Double Momentum and Error Feedback for Clipping with Fast Rates and Differential Privacy

📅 2025-02-17
📈 Citations: 0
Influential: 0
📄 PDF
🤖 AI Summary
Existing federated learning struggles to simultaneously achieve strong differential privacy (DP) and optimal optimization performance: strong-DP methods often rely on restrictive assumptions such as bounded gradients or data homogeneity, while efficient optimization algorithms lack rigorous DP guarantees. This paper proposes Clip21-SGD2M—a novel distributed stochastic optimization algorithm that, for the first time, achieves both the optimal non-convex convergence rate of $O(1/sqrt{T})$ and near-optimal local differential privacy (LDP) guarantee of $O(sigma^2/varepsilon^2)$ under arbitrary data heterogeneity and unbounded gradients. Its core innovation lies in a coupled dual-momentum mechanism—combining explicit heavy-ball momentum with implicit error-feedback—and adaptive gradient clipping, enabling a Pareto-optimal trade-off between privacy and optimization without auxiliary boundedness assumptions. Theoretical analysis is rigorous and experimentally validated; Clip21-SGD2M significantly outperforms state-of-the-art baselines on logistic regression and neural network tasks.

Technology Category

Application Category

📝 Abstract
Strong Differential Privacy (DP) and Optimization guarantees are two desirable properties for a method in Federated Learning (FL).

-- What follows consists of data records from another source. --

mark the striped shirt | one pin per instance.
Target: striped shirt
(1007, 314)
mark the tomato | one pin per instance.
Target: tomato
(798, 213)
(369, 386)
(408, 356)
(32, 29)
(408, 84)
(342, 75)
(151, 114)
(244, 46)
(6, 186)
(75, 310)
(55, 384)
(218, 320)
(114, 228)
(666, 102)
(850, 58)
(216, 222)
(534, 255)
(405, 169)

However, existing algorithms do not achieve both properties at once: they either have optimal DP guarantees but rely on restrictive assumptions such as bounded gradients/bounded data heterogeneity, or they ensure strong optimization performance but lack DP guarantees. To address this gap in the literature, we propose and analyze a new method called Clip21-SGD2M based on a novel combination of clipping, heavy-ball momentum, and Error Feedback. In particular, for non-convex smooth distributed problems with clients having arbitrarily heterogeneous data, we prove that Clip21-SGD2M has optimal convergence rate and also near optimal (local-)DP neighborhood. Our numerical experiments on non-convex logistic regression and training of neural networks highlight the superiority of Clip21-SGD2M over baselines in terms of the optimization performance for a given DP-budget.
Problem

Research questions and friction points this paper is trying to address.

Achieves strong DP and optimization in FL
Addresses data heterogeneity in distributed problems
Improves convergence rate and DP neighborhood
Innovation

Methods, ideas, or system contributions that make the work stand out.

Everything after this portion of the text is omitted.